New research coming from Columbia Engineering suggests that artificial intelligence (AI) systems prefer human language instead of numeral data like 1s and 0s. The new study is from Mechanical Engineering Professor Hod Lipson and PhD student Boyuan Chen, and it demonstrated that AI systems could reach higher performance levels if programmed with human language sound files.
In a side-by-side comparison, the researchers found that a neural network trained by sound files reached higher performance levels in identifying objects, compared to the other network programmed with simple binary inputs.
Lipson is a James and Sally Scapa Professor of Innovation and a member of Columbia’s Data Science Institute.
“To understand why this finding is significant, it’s useful to understand how neural networks are usually programmed, and why using the sound of the human voice is a radical experiment,” he said.
Using binary numbers is compact and precise, while human language is more complex and non-binary when captured in a digtal file. Programmers usually don’t deviate from the numbers when developing a neural network since it is highly efficient.
The team embarked on this research after thinking that neural networks are not reaching their full potential, and they believed that they could be faster and better if they were trained with the human voice and specific words.
Training the Networks
When testing out a new machine learning technique, AI researchers often train a neural network to recognize specific objects and animals in a collection of photographs.
The team, which included Chen, Lipson, Yu Li and Susan Raghupathi, set up a controlled experiment to test their hypothesis, and they created two new neural networks. They set out to train them to recognize 10 different types of objects among 50,000 photographs called “training images.”
One of the AI systems was trained in a more traditional manner with numerical values, while the experimental neural network was trained very differently. It was fed a data table with rows containing a photograph of an animal or object, and the second column had a human voice audio file, which voiced the word for the animal or object. There were no 1’s or 0’s involved with the experimental network.
Both of the AI systems were trained for a total of 15 hours. The results showed that the original network answered with a series of ten 1s and 0s, while the experimental neural network produced a voice that was clearly trying to “say” what the object in the image was. While the original voice was not comprehendible, it eventually reached a point of being mostly correct.
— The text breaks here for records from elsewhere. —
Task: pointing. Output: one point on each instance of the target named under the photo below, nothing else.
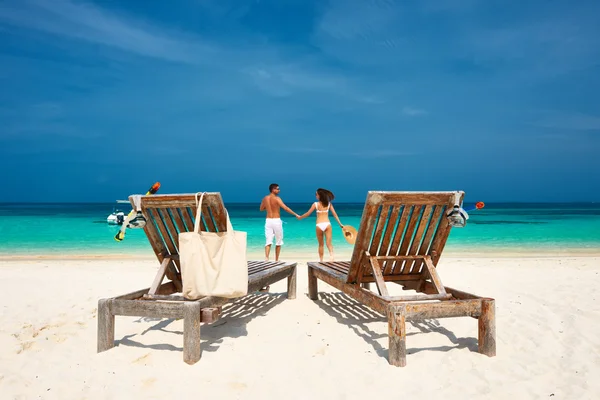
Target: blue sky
(497, 98)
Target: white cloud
(413, 112)
(569, 121)
(86, 22)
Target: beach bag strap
(198, 212)
(199, 215)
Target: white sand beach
(265, 346)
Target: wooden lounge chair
(166, 216)
(400, 239)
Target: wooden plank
(313, 290)
(364, 296)
(394, 278)
(397, 335)
(135, 308)
(191, 213)
(218, 211)
(210, 226)
(376, 268)
(165, 297)
(443, 309)
(264, 279)
(419, 297)
(292, 285)
(210, 315)
(414, 247)
(160, 275)
(363, 236)
(435, 279)
(167, 288)
(487, 328)
(187, 219)
(176, 219)
(177, 199)
(327, 270)
(389, 230)
(433, 226)
(437, 247)
(404, 257)
(413, 198)
(171, 246)
(429, 288)
(106, 326)
(389, 266)
(191, 333)
(406, 239)
(378, 234)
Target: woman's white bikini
(322, 225)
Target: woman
(322, 206)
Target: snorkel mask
(457, 217)
(139, 221)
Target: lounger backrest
(169, 214)
(401, 224)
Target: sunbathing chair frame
(400, 239)
(166, 216)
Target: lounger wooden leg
(487, 328)
(292, 285)
(312, 285)
(397, 335)
(191, 332)
(106, 326)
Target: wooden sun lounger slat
(175, 217)
(389, 265)
(387, 236)
(383, 219)
(431, 229)
(189, 222)
(410, 229)
(169, 243)
(404, 247)
(414, 247)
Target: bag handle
(198, 212)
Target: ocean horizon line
(242, 203)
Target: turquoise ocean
(52, 229)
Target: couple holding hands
(272, 204)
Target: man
(272, 203)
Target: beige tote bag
(213, 264)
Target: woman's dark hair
(325, 196)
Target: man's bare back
(272, 204)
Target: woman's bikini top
(317, 207)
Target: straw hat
(349, 234)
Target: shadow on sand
(357, 316)
(232, 323)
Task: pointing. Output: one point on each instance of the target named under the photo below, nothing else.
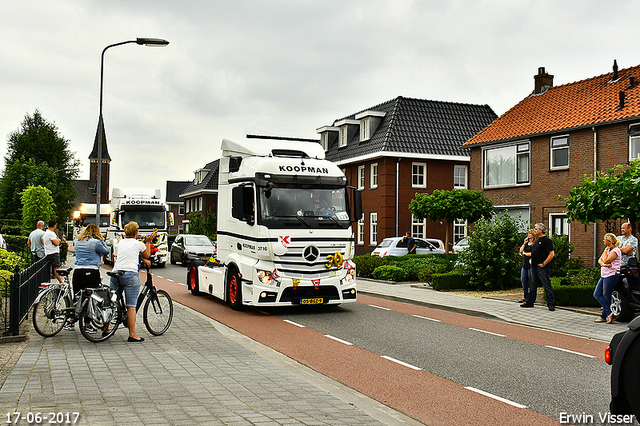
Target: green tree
(492, 259)
(607, 196)
(38, 155)
(451, 205)
(204, 224)
(37, 204)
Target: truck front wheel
(234, 291)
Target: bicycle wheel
(49, 314)
(98, 325)
(158, 312)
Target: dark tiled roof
(174, 189)
(210, 182)
(583, 103)
(418, 126)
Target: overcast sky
(279, 67)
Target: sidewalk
(561, 320)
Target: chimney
(542, 81)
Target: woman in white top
(129, 250)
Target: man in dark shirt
(411, 243)
(542, 254)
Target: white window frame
(360, 232)
(520, 152)
(344, 133)
(373, 176)
(418, 227)
(557, 144)
(419, 175)
(457, 176)
(360, 177)
(373, 229)
(556, 219)
(634, 141)
(459, 230)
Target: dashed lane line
(498, 398)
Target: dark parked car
(623, 354)
(190, 249)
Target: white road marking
(488, 332)
(380, 307)
(490, 395)
(427, 318)
(338, 340)
(400, 362)
(571, 352)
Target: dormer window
(348, 129)
(200, 175)
(369, 122)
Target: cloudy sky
(279, 67)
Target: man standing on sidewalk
(542, 254)
(51, 244)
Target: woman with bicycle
(129, 250)
(89, 248)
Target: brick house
(399, 148)
(201, 195)
(539, 149)
(176, 204)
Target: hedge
(450, 280)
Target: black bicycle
(157, 311)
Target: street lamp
(154, 42)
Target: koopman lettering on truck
(146, 207)
(285, 235)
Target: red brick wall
(547, 185)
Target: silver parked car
(190, 248)
(394, 246)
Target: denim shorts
(130, 281)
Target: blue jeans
(603, 291)
(130, 282)
(525, 278)
(541, 276)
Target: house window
(560, 152)
(460, 177)
(459, 230)
(365, 129)
(418, 175)
(374, 176)
(506, 165)
(343, 136)
(417, 227)
(373, 229)
(634, 142)
(360, 177)
(559, 224)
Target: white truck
(285, 237)
(147, 208)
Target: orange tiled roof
(583, 103)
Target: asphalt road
(519, 364)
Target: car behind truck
(284, 227)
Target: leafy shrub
(366, 264)
(492, 260)
(389, 273)
(450, 280)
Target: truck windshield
(144, 218)
(296, 206)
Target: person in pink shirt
(609, 276)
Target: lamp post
(157, 42)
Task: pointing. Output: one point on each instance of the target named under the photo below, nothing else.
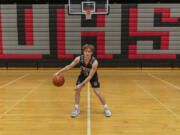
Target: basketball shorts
(94, 80)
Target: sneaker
(75, 112)
(107, 112)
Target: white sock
(105, 106)
(76, 106)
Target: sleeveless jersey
(85, 69)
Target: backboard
(78, 7)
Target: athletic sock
(105, 106)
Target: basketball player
(88, 73)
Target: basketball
(58, 80)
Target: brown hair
(90, 46)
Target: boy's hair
(90, 46)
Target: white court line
(166, 82)
(21, 77)
(22, 99)
(88, 113)
(156, 99)
(118, 115)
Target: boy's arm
(91, 74)
(68, 67)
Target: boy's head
(88, 50)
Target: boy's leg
(95, 84)
(77, 97)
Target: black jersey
(85, 69)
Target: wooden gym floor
(143, 102)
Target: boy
(88, 64)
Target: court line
(164, 81)
(156, 99)
(9, 83)
(119, 115)
(88, 113)
(22, 99)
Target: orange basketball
(58, 80)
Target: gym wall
(131, 35)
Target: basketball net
(88, 14)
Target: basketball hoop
(88, 13)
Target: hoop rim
(88, 11)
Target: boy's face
(88, 53)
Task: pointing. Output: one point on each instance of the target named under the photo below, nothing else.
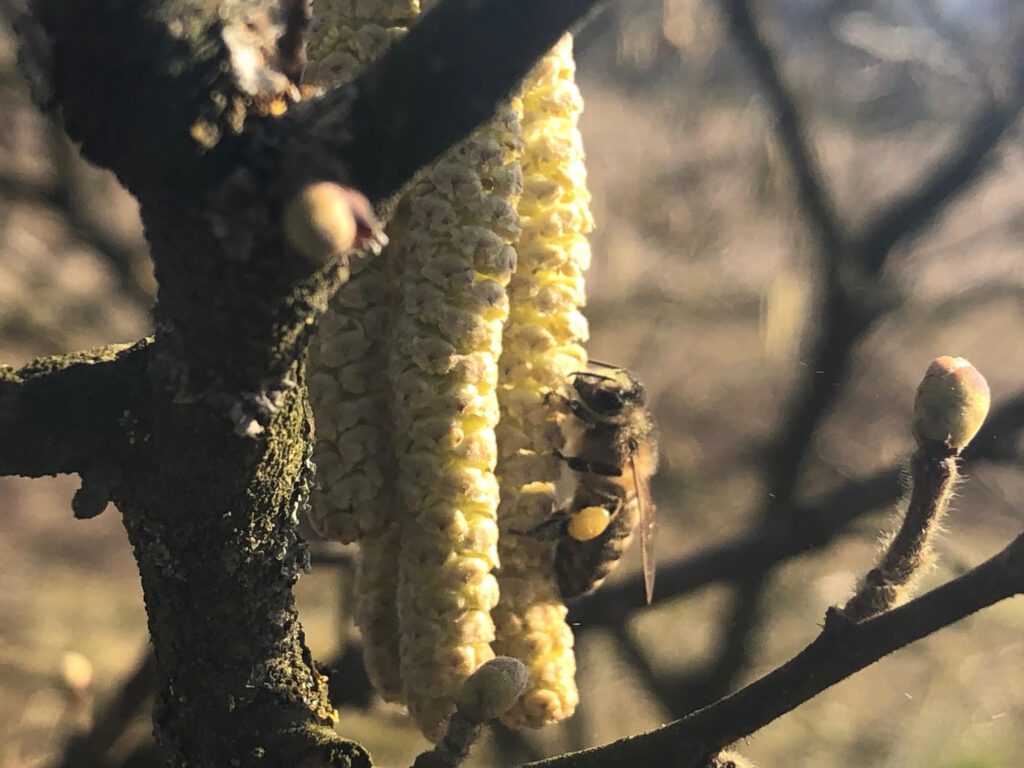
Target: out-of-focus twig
(929, 197)
(89, 750)
(842, 649)
(851, 286)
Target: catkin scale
(459, 221)
(542, 347)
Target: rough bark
(202, 435)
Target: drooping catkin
(542, 347)
(459, 221)
(348, 382)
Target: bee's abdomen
(582, 566)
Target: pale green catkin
(542, 348)
(459, 221)
(348, 382)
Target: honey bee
(612, 439)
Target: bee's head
(608, 394)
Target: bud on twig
(325, 219)
(951, 403)
(492, 690)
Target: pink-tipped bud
(951, 403)
(325, 219)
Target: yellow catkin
(459, 221)
(348, 385)
(542, 347)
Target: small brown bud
(76, 671)
(492, 690)
(325, 219)
(730, 760)
(951, 403)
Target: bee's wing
(646, 510)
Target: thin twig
(772, 542)
(842, 649)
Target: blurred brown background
(712, 281)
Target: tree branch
(963, 166)
(815, 200)
(842, 649)
(431, 89)
(772, 542)
(67, 413)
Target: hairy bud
(325, 219)
(951, 403)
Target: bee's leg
(579, 464)
(593, 520)
(550, 528)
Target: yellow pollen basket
(589, 523)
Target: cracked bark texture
(202, 434)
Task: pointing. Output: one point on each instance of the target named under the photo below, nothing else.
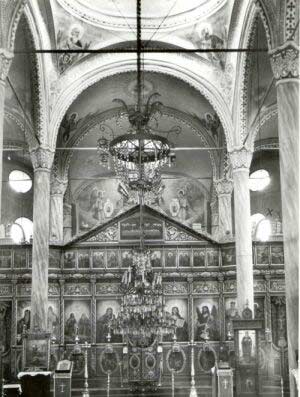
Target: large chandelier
(142, 317)
(139, 155)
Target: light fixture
(139, 155)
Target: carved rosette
(5, 62)
(58, 186)
(285, 61)
(240, 159)
(224, 186)
(42, 159)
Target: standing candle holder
(193, 391)
(86, 393)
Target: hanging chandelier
(142, 317)
(139, 155)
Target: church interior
(149, 200)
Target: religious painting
(23, 317)
(207, 358)
(98, 258)
(36, 351)
(130, 228)
(184, 258)
(156, 258)
(262, 254)
(53, 319)
(77, 320)
(177, 312)
(83, 259)
(5, 325)
(228, 256)
(277, 254)
(112, 259)
(247, 347)
(231, 313)
(206, 319)
(101, 201)
(70, 260)
(20, 258)
(170, 257)
(126, 257)
(182, 199)
(259, 308)
(212, 256)
(106, 313)
(278, 320)
(5, 259)
(199, 257)
(54, 258)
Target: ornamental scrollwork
(285, 61)
(77, 289)
(173, 234)
(42, 159)
(175, 288)
(203, 287)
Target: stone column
(5, 62)
(240, 161)
(285, 64)
(42, 161)
(57, 188)
(224, 189)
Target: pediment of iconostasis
(125, 229)
(80, 24)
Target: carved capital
(224, 186)
(240, 159)
(285, 61)
(5, 62)
(58, 186)
(42, 159)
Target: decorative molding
(206, 287)
(285, 61)
(174, 234)
(77, 289)
(42, 159)
(58, 186)
(240, 159)
(224, 186)
(5, 62)
(107, 288)
(175, 288)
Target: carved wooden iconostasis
(199, 286)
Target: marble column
(42, 161)
(240, 161)
(285, 65)
(5, 62)
(57, 188)
(224, 190)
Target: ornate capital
(42, 159)
(285, 61)
(224, 186)
(5, 62)
(58, 186)
(240, 159)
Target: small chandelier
(142, 317)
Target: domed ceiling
(119, 14)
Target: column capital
(240, 159)
(42, 159)
(224, 186)
(58, 186)
(5, 62)
(285, 61)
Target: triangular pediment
(158, 227)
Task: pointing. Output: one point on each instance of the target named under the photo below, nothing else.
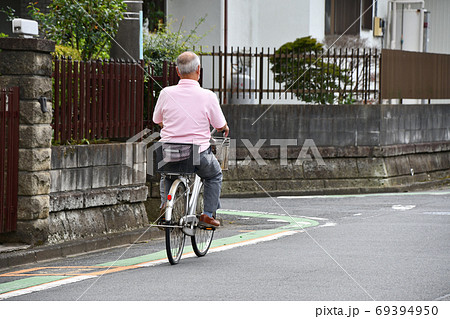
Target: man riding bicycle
(185, 113)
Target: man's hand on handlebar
(225, 129)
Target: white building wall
(190, 12)
(439, 32)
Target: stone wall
(364, 148)
(66, 192)
(341, 125)
(95, 190)
(26, 63)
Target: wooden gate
(9, 158)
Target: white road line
(45, 286)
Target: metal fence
(9, 158)
(97, 99)
(256, 76)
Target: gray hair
(188, 62)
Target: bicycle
(184, 203)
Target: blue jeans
(211, 174)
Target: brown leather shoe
(208, 221)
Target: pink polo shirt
(187, 111)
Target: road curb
(29, 255)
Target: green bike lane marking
(37, 283)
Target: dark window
(341, 15)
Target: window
(366, 22)
(341, 15)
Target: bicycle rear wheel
(175, 237)
(202, 239)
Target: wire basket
(221, 147)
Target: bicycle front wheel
(175, 237)
(202, 239)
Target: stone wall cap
(22, 44)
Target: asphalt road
(363, 247)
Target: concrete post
(129, 35)
(27, 63)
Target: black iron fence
(256, 76)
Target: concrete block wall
(341, 125)
(96, 189)
(364, 148)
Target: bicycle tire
(202, 239)
(175, 237)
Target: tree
(301, 67)
(86, 25)
(166, 45)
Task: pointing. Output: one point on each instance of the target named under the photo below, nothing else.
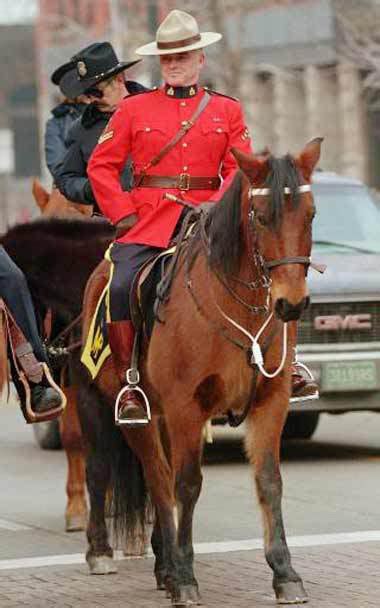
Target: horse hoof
(160, 580)
(188, 596)
(76, 523)
(291, 593)
(101, 564)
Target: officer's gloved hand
(125, 224)
(88, 193)
(206, 207)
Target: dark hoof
(160, 580)
(291, 593)
(188, 595)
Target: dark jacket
(56, 133)
(72, 179)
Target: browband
(266, 191)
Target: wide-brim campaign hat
(179, 32)
(66, 78)
(99, 62)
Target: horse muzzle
(286, 311)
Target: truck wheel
(47, 435)
(300, 425)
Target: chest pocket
(215, 137)
(148, 138)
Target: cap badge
(82, 68)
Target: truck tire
(47, 435)
(300, 425)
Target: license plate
(349, 376)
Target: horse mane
(283, 173)
(71, 229)
(224, 224)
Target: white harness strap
(266, 191)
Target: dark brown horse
(240, 280)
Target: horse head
(56, 205)
(277, 211)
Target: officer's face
(112, 91)
(182, 69)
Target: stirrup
(312, 397)
(133, 378)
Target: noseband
(303, 260)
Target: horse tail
(130, 505)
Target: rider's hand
(125, 224)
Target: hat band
(178, 43)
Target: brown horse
(52, 205)
(240, 280)
(55, 205)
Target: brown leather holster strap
(186, 126)
(182, 182)
(22, 351)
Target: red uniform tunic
(141, 126)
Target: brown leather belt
(184, 181)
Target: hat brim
(120, 67)
(61, 71)
(70, 85)
(207, 38)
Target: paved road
(331, 497)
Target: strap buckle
(184, 181)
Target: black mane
(72, 229)
(224, 226)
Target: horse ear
(254, 166)
(309, 157)
(41, 196)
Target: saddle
(25, 367)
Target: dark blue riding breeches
(127, 260)
(15, 292)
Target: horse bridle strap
(266, 191)
(304, 260)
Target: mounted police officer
(63, 116)
(192, 168)
(100, 76)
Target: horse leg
(263, 445)
(147, 446)
(71, 437)
(96, 421)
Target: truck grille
(307, 334)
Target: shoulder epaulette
(212, 92)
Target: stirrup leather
(133, 378)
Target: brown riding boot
(304, 387)
(121, 336)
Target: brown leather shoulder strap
(186, 126)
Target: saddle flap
(143, 292)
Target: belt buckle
(184, 181)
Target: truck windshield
(347, 219)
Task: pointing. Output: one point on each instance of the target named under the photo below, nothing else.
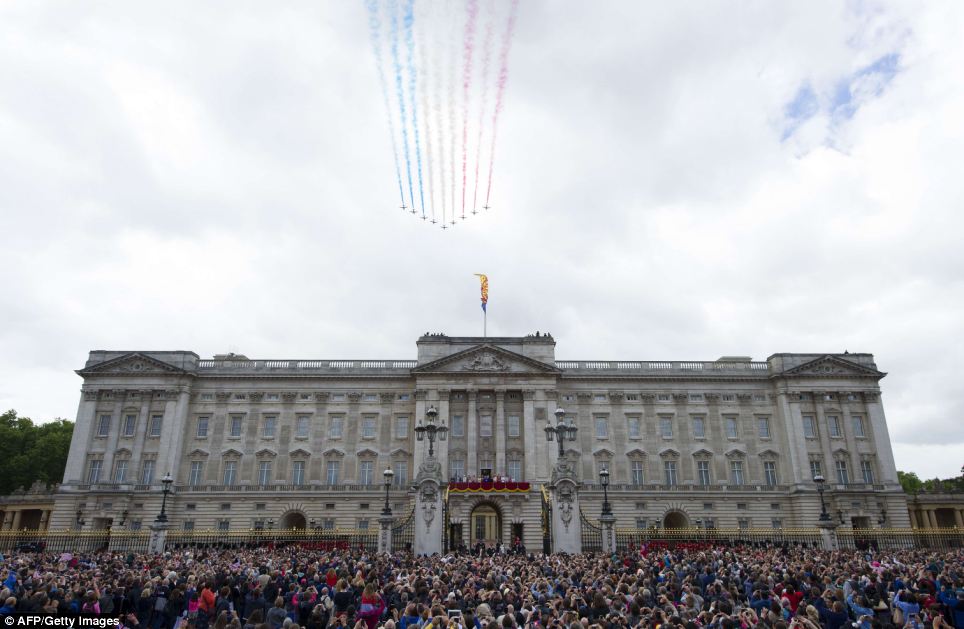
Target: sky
(674, 181)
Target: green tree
(30, 452)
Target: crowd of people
(734, 587)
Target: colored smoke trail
(408, 20)
(500, 90)
(397, 66)
(424, 85)
(486, 55)
(375, 27)
(468, 48)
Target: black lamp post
(166, 482)
(431, 429)
(388, 474)
(561, 432)
(821, 482)
(604, 481)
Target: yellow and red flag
(484, 279)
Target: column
(878, 428)
(444, 420)
(472, 436)
(80, 444)
(532, 436)
(499, 433)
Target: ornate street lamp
(431, 429)
(166, 482)
(388, 474)
(821, 482)
(561, 432)
(604, 481)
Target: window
(514, 469)
(636, 471)
(332, 472)
(703, 472)
(264, 472)
(366, 472)
(815, 468)
(156, 425)
(867, 471)
(457, 468)
(103, 426)
(809, 427)
(194, 479)
(401, 473)
(230, 476)
(270, 425)
(147, 472)
(514, 428)
(298, 473)
(336, 427)
(699, 428)
(602, 427)
(770, 473)
(842, 476)
(120, 471)
(633, 427)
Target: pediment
(485, 358)
(133, 364)
(833, 366)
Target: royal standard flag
(484, 279)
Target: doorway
(486, 525)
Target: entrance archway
(485, 524)
(293, 520)
(675, 520)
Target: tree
(29, 452)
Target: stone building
(729, 443)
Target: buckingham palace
(250, 443)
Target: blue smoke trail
(408, 19)
(375, 27)
(397, 66)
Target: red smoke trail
(468, 46)
(486, 56)
(503, 77)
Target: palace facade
(251, 443)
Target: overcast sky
(674, 181)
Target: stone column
(828, 535)
(385, 522)
(499, 433)
(428, 508)
(80, 444)
(532, 437)
(472, 436)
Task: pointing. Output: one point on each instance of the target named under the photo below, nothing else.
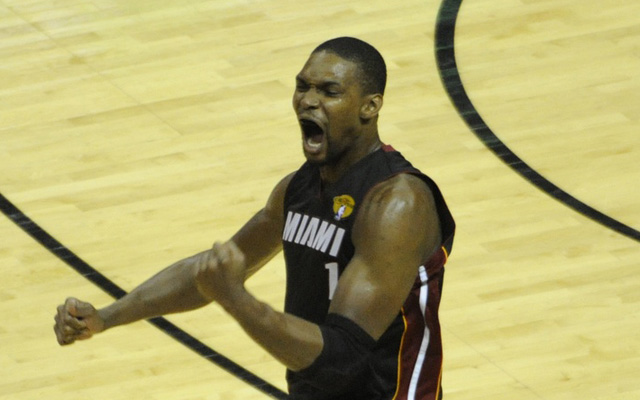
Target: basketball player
(365, 237)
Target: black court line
(90, 273)
(446, 60)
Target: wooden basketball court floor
(137, 133)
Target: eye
(301, 86)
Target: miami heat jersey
(407, 359)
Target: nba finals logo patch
(343, 206)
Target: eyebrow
(323, 84)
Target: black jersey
(317, 244)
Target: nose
(309, 99)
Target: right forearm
(172, 290)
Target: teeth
(312, 144)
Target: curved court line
(84, 269)
(446, 60)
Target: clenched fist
(76, 320)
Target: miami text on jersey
(313, 232)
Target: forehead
(326, 66)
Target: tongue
(315, 138)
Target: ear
(371, 106)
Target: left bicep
(396, 231)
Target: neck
(330, 173)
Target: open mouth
(313, 134)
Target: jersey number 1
(333, 278)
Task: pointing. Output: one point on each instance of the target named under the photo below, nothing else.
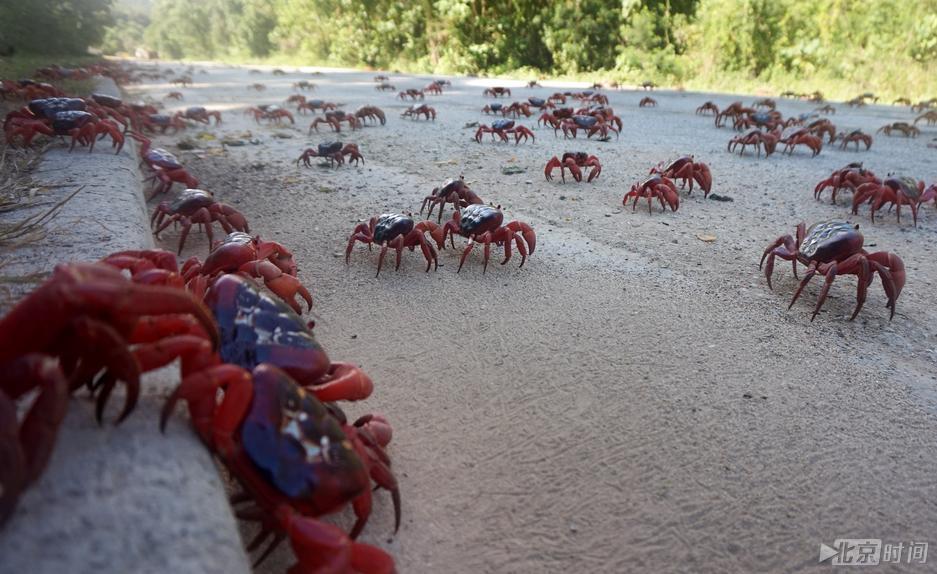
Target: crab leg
(829, 270)
(324, 548)
(782, 247)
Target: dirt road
(634, 398)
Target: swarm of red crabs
(502, 129)
(575, 162)
(276, 410)
(660, 185)
(477, 222)
(61, 117)
(832, 248)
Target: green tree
(53, 26)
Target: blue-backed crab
(502, 128)
(196, 206)
(454, 191)
(294, 457)
(833, 248)
(482, 224)
(247, 255)
(396, 231)
(590, 124)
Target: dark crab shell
(449, 186)
(48, 107)
(476, 219)
(761, 117)
(190, 201)
(832, 240)
(651, 180)
(62, 122)
(391, 225)
(329, 148)
(162, 158)
(257, 327)
(584, 121)
(677, 164)
(298, 446)
(907, 185)
(107, 101)
(792, 131)
(160, 119)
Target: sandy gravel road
(634, 398)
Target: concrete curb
(126, 498)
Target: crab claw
(285, 286)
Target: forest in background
(840, 47)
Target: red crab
(856, 137)
(60, 116)
(294, 457)
(250, 256)
(502, 128)
(80, 321)
(655, 186)
(313, 105)
(687, 170)
(573, 161)
(414, 112)
(196, 206)
(335, 152)
(482, 224)
(517, 109)
(795, 136)
(493, 108)
(590, 124)
(200, 114)
(160, 122)
(833, 248)
(756, 138)
(372, 113)
(165, 166)
(412, 93)
(334, 120)
(707, 108)
(396, 231)
(454, 191)
(603, 113)
(849, 177)
(733, 110)
(896, 190)
(555, 118)
(497, 92)
(270, 113)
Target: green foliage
(838, 46)
(52, 26)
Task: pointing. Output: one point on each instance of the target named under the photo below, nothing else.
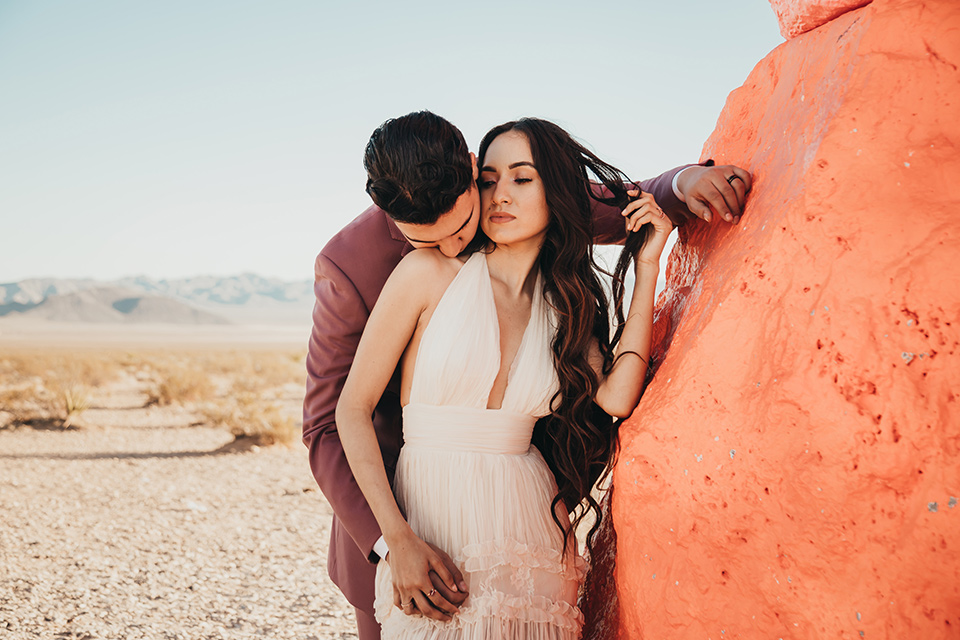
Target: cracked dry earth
(135, 526)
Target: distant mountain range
(243, 299)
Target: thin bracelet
(623, 353)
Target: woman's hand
(644, 210)
(411, 563)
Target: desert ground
(153, 485)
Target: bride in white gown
(488, 343)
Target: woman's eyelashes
(485, 184)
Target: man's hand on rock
(718, 190)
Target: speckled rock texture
(793, 469)
(799, 16)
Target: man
(422, 179)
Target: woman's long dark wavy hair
(578, 439)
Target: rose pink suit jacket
(350, 272)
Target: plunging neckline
(523, 339)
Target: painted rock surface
(799, 16)
(793, 469)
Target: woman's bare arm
(389, 330)
(619, 392)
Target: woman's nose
(501, 193)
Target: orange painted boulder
(799, 16)
(793, 469)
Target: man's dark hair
(417, 165)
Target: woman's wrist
(395, 534)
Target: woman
(488, 343)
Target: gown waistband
(467, 429)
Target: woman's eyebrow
(522, 163)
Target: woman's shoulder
(426, 267)
(430, 262)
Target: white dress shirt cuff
(676, 191)
(380, 548)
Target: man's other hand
(718, 190)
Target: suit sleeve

The two networks performed equally well, identifying the animal or object correctly 92% of the time. The researchers then decided to run the experiment for a second time, but this time they used less photographs during the process.
The traditional network performed poorly due to spare data, as would be expected, dropping to about 35% accuracy. However, the experimental network did twice as well, with 70% accuracy, despite having less data.
Next time out, the team used more difficult images, such as a corrupted image of a dog. Even with the harder images, the voice-trained neural network was correct about 50% of the time, while the traditional network was only 20% accurate.
Boyuan Chen is the lead researcher on the study.
“Our findings run directly counter to how many experts have been trained to think about computers and numbers; it’s a common assumption that binary inputs are a more efficient way to convey information to a machine than audio streams of similar information ‘richness,'” explained Chen. “In fact, when we submitted this research to a big AI conference, one anonymous reviewer rejected our paper simply because they felt our results were just ‘too surprising and un-intuitive.”
“If you think about the fact that human language has been going through an optimization process for tens of thousands of years, then it makes perfect sense, that our spoken words have found a good balance between noise and signal,” Lipson said. “Therefore, when viewed through the lens of Shannon Entropy, it makes sense that a neural network trained with human language would outperform a neural network trained by simple 1s and 0s.”
The study will be presented at the International Conference on Learning Representations on May 3, 2021.
“We should think about using novel and better ways to train AI systems instead of collecting larger datasets,” said Chen. “If we rethink how we present training data to the machine, we could do a better job as teachers.”
“One of the biggest mysteries of human evolution is how our ancestors acquired language, and how children learn to speak so effortlessly,” Lipson adds. “If human toddlers learn best with repetitive spoken instruction, then perhaps AI systems can, too.”